Functions that interpret byte sequences only accept valid sequences (well formed and not overlong). By default, they only accept byte sequences that result in valid Unicode code points, rejecting values greater than 10FFFF and surrogates. A boolean argument lax, when available, lifts these checks, so that all values up to 0x7FFFFFFF are accepted. (Not well formed and overlong sequences are still rejected.)


utf8.char (···)

Receives zero or more integers, converts each one to its corresponding UTF-8 byte sequence and returns a string with the concatenation of all these sequences.


utf8.charpattern

The pattern (a string, not a function) "[\0-\x7F\xC2-\xFD][\x80-\xBF]*" (see Patterns), which matches exactly one UTF-8 byte sequence, assuming that the subject is a valid UTF-8 string.


utf8.codes (s [, lax])

Returns values so that the construction

     for p, c in utf8.codes(s) do body end

will iterate over all UTF-8 characters in string s, with p being the position (in bytes) and c the code point of each character. It raises an error if it meets any invalid byte sequence.

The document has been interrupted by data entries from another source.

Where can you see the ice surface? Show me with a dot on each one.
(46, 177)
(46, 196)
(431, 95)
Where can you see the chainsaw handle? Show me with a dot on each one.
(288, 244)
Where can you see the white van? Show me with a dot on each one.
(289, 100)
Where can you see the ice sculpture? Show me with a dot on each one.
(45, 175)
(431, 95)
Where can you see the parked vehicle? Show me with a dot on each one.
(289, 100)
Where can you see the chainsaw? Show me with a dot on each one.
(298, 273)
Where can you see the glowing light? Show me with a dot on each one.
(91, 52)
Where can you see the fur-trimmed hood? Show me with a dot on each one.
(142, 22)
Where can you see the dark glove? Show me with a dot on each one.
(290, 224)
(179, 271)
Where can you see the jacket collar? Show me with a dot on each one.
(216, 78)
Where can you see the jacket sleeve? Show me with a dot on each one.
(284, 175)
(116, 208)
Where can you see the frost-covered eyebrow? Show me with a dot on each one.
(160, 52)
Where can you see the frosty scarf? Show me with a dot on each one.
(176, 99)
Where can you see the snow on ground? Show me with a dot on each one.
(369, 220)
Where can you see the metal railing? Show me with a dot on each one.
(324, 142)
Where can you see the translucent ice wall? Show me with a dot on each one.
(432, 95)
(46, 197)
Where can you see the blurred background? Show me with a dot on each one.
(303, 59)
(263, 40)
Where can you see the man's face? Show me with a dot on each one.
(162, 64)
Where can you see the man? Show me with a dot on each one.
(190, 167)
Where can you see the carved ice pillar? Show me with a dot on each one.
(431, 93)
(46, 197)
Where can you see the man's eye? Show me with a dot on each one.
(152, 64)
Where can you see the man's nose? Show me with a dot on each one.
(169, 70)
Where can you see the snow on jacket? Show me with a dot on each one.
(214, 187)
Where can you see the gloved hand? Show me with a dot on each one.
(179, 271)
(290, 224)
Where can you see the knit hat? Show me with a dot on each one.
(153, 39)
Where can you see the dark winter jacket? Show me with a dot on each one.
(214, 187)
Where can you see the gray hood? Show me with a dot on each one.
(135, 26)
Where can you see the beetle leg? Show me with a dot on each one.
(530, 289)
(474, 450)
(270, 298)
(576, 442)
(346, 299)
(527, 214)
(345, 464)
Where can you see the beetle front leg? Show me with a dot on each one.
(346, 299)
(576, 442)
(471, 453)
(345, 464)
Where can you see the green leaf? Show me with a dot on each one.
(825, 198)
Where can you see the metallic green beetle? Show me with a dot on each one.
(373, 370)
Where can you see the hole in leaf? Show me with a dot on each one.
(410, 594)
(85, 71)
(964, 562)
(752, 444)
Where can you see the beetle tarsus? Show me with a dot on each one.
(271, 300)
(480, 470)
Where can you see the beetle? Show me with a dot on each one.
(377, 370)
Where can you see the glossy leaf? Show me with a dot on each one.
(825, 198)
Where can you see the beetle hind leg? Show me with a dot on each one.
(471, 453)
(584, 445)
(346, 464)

utf8.codepoint (s [, i [, j [, lax]]])

Returns the code points (as integers) from all characters in s that start between byte position i and j (both included). The default for i is 1 and for j is i. It raises an error if it meets any invalid byte sequence.


utf8.len (s [, i [, j [, lax]]])

Returns the number of UTF-8 characters in string s that start between positions i and j (both inclusive). The default for i is 1 and for j is -1. If it finds any invalid byte sequence, returns fail plus the position of the first invalid byte.


utf8.offset (s, n [, i])

Returns the position (in bytes) where the encoding of the n-th character of s (counting from position i) starts. A negative n gets characters before position i. The default for i is 1 when n is non-negative and #s + 1 otherwise, so that utf8.offset(s, -n) gets the offset of the n-th character from the end of the string. If the specified character is neither in the subject nor right after its end, the function returns fail.

As a special case, when n is 0 the function returns the start of the encoding of the character that contains the i-th byte of s.

This function assumes that s is a valid UTF-8 string.